Anonymous Monk has asked for the wisdom of the Perl Monks concerning the following question:

Dear Monks,

We are writing a simple web-based ticket support system. What we would like is that after a client submits his/her question, the system would first search for similar articles in the knowledgebase. If similar articles are found, the client would be given a chance to cancel its ticket submission and read the articles instead.

The knowledge base that we have is about around 2000 articles managed by Mediawiki. Mediawiki works fine for now and the staffs like it. This is why we don't want to have to move them into a complete ticketing system with its own knowledge base system, etc.

Are there Perl modules able to do similar searching against a collection of text, e.g. in a MySQL database?

Replies are listed 'Best First'.
Re: Similar text search
by moritz (Cardinal) on Apr 03, 2008 at 12:16 UTC
    I know of no module that does this search, but you could try to do it yourself.

    The first step should be to strip stop words from the input (it might be enough to use the subject of the new ticket as input, you'll have to try that). Lingua::StopWords might help you.

    Then you have to search the database. You can use a fulltext index on the columns where title and content of the wiki are stored.

    Maybe it's easier to let KinoSearch do the work for you. It's quite fast, and it does stemming automatically for you. (This might not be well suited if your wiki pages change very often, but if they're fairly statically it shouldn't be a problem to keep KinoSearch's index up to date).

Re: Similar text search
by derby (Abbot) on Apr 03, 2008 at 13:11 UTC

    I'd have to agree with moritz, I know of no module that will do this for you but KinoSearch may be a great place to start (I've done similar apps with KinoSearch's soulmate Lucene). Also, I've been reading Collective Intelligence which goes into detail about the algorithms to do this type of app.

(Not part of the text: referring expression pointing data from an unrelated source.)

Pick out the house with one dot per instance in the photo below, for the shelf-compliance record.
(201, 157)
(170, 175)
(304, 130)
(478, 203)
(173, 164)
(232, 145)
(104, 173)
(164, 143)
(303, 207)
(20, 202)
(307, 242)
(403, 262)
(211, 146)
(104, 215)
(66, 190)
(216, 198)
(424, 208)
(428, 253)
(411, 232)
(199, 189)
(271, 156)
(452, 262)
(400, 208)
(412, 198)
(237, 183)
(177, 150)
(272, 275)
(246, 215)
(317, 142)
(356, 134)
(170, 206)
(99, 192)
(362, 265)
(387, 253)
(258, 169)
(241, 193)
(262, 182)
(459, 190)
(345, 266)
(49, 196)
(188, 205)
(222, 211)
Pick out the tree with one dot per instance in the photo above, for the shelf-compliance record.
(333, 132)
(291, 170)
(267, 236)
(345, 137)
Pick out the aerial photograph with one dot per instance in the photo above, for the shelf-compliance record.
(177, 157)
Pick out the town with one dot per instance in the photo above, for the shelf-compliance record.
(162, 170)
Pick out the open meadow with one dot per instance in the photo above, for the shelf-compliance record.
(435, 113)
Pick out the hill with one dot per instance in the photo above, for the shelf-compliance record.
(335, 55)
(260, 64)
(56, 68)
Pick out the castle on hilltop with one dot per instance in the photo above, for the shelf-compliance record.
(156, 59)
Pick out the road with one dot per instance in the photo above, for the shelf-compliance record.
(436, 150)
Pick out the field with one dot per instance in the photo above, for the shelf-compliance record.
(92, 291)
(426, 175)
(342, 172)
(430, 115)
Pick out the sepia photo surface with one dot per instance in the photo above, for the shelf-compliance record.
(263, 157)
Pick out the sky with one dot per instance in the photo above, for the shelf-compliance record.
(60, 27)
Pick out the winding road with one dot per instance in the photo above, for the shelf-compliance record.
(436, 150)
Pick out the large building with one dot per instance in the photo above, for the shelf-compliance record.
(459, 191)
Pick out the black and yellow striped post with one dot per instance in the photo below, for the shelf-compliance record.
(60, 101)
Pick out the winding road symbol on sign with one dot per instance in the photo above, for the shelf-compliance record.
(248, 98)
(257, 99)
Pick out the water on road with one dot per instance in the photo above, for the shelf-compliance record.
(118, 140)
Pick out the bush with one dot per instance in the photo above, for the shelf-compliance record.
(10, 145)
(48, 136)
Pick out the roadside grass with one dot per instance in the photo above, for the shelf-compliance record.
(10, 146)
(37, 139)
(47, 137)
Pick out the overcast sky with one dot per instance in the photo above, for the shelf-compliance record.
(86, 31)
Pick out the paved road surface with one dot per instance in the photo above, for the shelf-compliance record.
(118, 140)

All of the examples are in Python but I have yet to come across any of the examples that I could not translate easily into perl (and I know nothing about Python).

    -derby
Re: Similar text search
by locked_user sundialsvc4 (Abbot) on Apr 03, 2008 at 13:53 UTC

    My question would be ... does MediaWiki have any sort of API that could be used to leverage it?

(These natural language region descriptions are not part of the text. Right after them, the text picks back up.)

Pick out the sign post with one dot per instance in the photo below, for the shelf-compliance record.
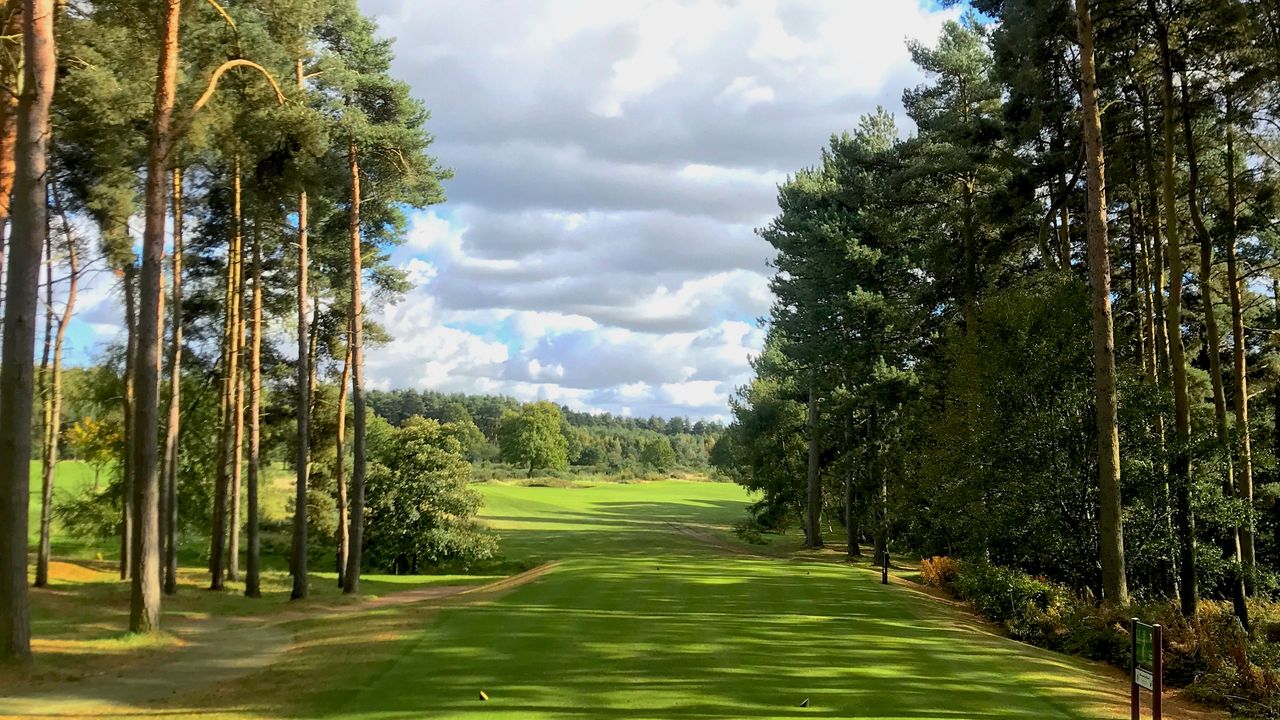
(1147, 665)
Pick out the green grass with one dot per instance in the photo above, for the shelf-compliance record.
(652, 611)
(644, 621)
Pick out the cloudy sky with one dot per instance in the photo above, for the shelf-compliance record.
(612, 160)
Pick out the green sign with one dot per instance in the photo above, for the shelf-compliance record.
(1146, 646)
(1143, 655)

    Sure, you could “replace” what you have now, but especially since “the staff likes it,” is it possible to make it work harder for you than it now does?

Re: Similar text search
by wade (Pilgrim) on Apr 03, 2008 at 16:07 UTC

    Well, since MediaWiki works over MySQL, couldn't you use dbi or mysql to do the search? Once you found the page, you could use LWP to render it. Just a thought.

    --
    Wade
Re: Similar text search
by planetscape (Chancellor) on Apr 06, 2008 at 06:06 UTC
Re: Similar text search
by leocharre (Priest) on Apr 03, 2008 at 21:58 UTC

    There's this pretty fascinating module you may want to look at: String::Similarity, you could use it on the subject headers for the tickets.

Re: Similar text search
by Anonymous Monk on Apr 04, 2008 at 00:52 UTC

    Thanks for the responses. Since posting this post, I have tried String::Similarity and Text::Similarity. T::S doesn't work for me, it always gives me "0" as the result (and btw, I have to patch it first to grok non-files as the module originally only accept file names as arguments).

    As for S::S, it's very slow (5-10 articles per second on my computer). And it's not the right approach I think. It's a generic method to compare two strings, not text. We would need to have an algorithm that are language-aware for better results (e.g. working on a word or sentence level and not characters, can do stopwords filtering, can do stemming, can weight words according to usage frequency, etc).

    As for MediaWiki, I do plan to access its MySQL database directly instead of over its API. No need to do rendering myself, as I only need to give clients URLs to the knowledge base relevant articles.

Re: Similar text search
by Anonymous Monk on Apr 04, 2008 at 03:34 UTC

    I found "remembrance-agent" in one of Debian's packages. Seems to work great. I think I'm gonna use this for now instead of cooking up my own solution using Perl.